László Toroczkai, Vorsitzender der Mi-Hazánk-Bewegung, einer Partei, die sich rechts von der Regierung zu positionieren versucht, hat das Thema sofort im Parlament angesprochen. Er behauptet, die ungarische Regierung wolle das Land mit Migranten bevölkern und ihnen trotz früherer Versprechen die Staatsbürgerschaft gewähren. Daraufhin erinnerte der Staatssekretär János Fónagy den Fraktionsvorsitzenden daran, dass Gastarbeiter höchstens zwei Jahre in Ungarn bleiben können, die um höchstens ein Jahr verlängert werden können. Sie können keine Familienangehörigen mitbringen. Außerdem können sie nur in bestimmte, vom ungarischen Staat festgelegte Berufe gehen, in denen ein Mangel an qualifizierten Arbeitskräften herrscht. Und sie können nur aus Ländern kommen, die sich bereit erklären, ihre Bürger zurückzuschicken, wenn sie gegen die Regeln verstoßen oder der Vertrag endet.

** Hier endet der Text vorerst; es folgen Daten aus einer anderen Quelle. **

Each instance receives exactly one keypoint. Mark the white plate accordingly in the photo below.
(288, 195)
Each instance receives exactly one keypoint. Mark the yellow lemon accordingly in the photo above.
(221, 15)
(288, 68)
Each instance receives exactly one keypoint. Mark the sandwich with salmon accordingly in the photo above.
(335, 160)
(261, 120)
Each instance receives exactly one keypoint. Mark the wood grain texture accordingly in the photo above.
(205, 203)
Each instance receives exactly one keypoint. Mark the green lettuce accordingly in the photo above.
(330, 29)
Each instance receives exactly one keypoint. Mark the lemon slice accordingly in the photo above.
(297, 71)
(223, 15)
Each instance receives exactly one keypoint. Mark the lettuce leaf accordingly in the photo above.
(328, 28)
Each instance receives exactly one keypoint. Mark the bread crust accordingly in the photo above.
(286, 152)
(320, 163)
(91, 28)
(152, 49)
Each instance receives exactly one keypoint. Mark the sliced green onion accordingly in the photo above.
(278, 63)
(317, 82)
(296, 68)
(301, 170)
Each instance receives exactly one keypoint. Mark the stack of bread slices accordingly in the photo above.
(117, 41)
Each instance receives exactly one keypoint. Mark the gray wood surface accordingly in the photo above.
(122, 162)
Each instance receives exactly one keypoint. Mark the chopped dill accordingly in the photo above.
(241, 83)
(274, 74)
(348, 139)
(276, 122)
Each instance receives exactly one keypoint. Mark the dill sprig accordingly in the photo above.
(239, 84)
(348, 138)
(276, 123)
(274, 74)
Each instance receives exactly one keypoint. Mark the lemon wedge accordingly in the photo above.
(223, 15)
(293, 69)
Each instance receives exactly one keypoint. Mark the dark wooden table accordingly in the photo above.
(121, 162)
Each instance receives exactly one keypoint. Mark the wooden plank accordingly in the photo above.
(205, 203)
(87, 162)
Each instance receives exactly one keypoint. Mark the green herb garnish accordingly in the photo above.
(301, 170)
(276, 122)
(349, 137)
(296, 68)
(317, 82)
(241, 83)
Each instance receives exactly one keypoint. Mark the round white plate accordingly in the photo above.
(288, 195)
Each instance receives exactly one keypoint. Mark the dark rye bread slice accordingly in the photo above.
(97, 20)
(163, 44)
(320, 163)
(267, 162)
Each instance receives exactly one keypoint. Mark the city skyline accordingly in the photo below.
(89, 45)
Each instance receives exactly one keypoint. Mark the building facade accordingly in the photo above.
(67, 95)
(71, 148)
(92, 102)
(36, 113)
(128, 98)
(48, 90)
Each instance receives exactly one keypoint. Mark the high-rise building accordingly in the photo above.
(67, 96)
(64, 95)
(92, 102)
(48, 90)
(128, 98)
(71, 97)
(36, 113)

India guest worker dairy farm hungary news
Indischer Bauer, der beim Ackern sein Vieh mit einem Kiisinng auf der Stirn streichelt. Foto: depositphotos.com

Wenn ihr Vertrag endet, müssen sie das Land sofort verlassen. Laut Fónagy nimmt die Zahl der Drittstaatsangehörigen in Ungarn kontinuierlich ab und ist im Verhältnis zur Zahl der Erwerbstätigen die niedrigste unter den Ländern der Visegrád-Gruppe (Slowakei, Tschechien, Polen, Ungarn).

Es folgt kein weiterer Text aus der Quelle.